Intresting shit Link to heading

Constraining primitives with a context free grammar works well. A sentence is made from words, and a pipeline is made from primitives. But only some word combinations make a sentence, and only some primitive combinations make a pipeline. It’s clear why a grammar is useful here. Why allow pipelines that don’t make sense?

The grammar vastly reduced the MCTS search space. The branching factor went down three-fold and the average search depth by an order of magnitude. Now the MCTS searches through less stuff and it’s a lot faster.

The model performance was unaffected by using a grammar. For some tasks performance was much better.

When comparing AutoML methods, the first part of computation is the most important. Many methods, given enough time, will eventually reach the same performance level. These methods will search the entire space until an optimal solution is found. What’s important is how quickly you get this optimal solution.

Pre-trained AlphaD3M trains twice as fast as AlphaD3M learning from scratch. AutoSklearn is twice as slow again.

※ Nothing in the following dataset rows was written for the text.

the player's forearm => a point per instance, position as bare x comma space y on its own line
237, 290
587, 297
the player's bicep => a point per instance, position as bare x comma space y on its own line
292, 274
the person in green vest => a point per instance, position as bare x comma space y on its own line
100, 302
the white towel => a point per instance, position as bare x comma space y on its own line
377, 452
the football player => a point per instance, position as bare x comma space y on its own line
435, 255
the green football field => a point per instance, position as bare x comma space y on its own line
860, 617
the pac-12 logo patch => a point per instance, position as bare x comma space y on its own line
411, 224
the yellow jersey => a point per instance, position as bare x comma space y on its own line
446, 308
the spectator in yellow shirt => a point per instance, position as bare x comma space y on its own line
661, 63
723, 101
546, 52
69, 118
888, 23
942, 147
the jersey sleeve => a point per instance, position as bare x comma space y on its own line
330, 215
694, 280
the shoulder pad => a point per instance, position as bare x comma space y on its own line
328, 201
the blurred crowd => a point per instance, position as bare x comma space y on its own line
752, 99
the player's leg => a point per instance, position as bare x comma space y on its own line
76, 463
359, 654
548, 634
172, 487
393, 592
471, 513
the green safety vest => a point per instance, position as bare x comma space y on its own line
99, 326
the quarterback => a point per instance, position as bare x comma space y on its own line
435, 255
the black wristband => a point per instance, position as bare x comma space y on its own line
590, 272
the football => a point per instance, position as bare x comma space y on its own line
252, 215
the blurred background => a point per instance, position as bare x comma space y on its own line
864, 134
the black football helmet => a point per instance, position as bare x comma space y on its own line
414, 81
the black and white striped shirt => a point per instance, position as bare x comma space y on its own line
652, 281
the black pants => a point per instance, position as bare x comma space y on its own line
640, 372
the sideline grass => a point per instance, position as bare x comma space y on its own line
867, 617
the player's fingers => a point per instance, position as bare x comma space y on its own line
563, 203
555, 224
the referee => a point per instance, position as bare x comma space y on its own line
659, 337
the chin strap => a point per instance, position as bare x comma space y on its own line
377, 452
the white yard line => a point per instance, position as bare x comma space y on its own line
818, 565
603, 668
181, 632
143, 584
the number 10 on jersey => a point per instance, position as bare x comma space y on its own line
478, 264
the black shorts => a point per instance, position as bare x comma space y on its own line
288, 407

Code is available for this variant of AlphaD3M, which is cool. It comes as a Dropbox folder.

Some other stuff Link to heading

I think the architecture of the model is the same as the original AlphaD3M paper. The paper doesn’t emphasise any changes, at least.

The pre-trained model is pre-trained using “other datasets”, which I guess means datasets not considered in the 74 ones from OpenML used here. You could say the context free grammar is kind of pre-trained as well, since it’s based on machine learning pipelines that already exist.

Let’s talk a bit about primitives:

  • Primitives are divided up into three categories. These are data cleaning, data transformation, and estimators. Since the authors wanted to compare this version of AlphaD3M against AutoSklearn, they only included Sklearn primitives since that is all AutoSklearn can use. AlphaD3M can handle other primitives too allegedly.
  • There are 2 data cleaning primitives. They are for either missing value imputation or for creating a column as a missing value indicator. They are needed to get the estimators working. Some sklearn estimators don’t like missing values.
  • There are 11 data transformation primitives. They include onehot encoding, ordinal encoding, PCA and feature selection. Stuff that transforms your data, unsurprisingly.
  • There are 38 estimator primitives. These are divided into 16 classification and 22 regression primitives. Two examples: Ridge Classifier and Linear SVC.

I appreciated the authors giving more detail about primitives in this paper. It helped me understand it a bit better.

Conclusion Link to heading

AlphaD3M got faster and a bit better. It did this through: (a) using a context free grammar to restrict the space of ML pipelines, and (b) using a pre-trained model.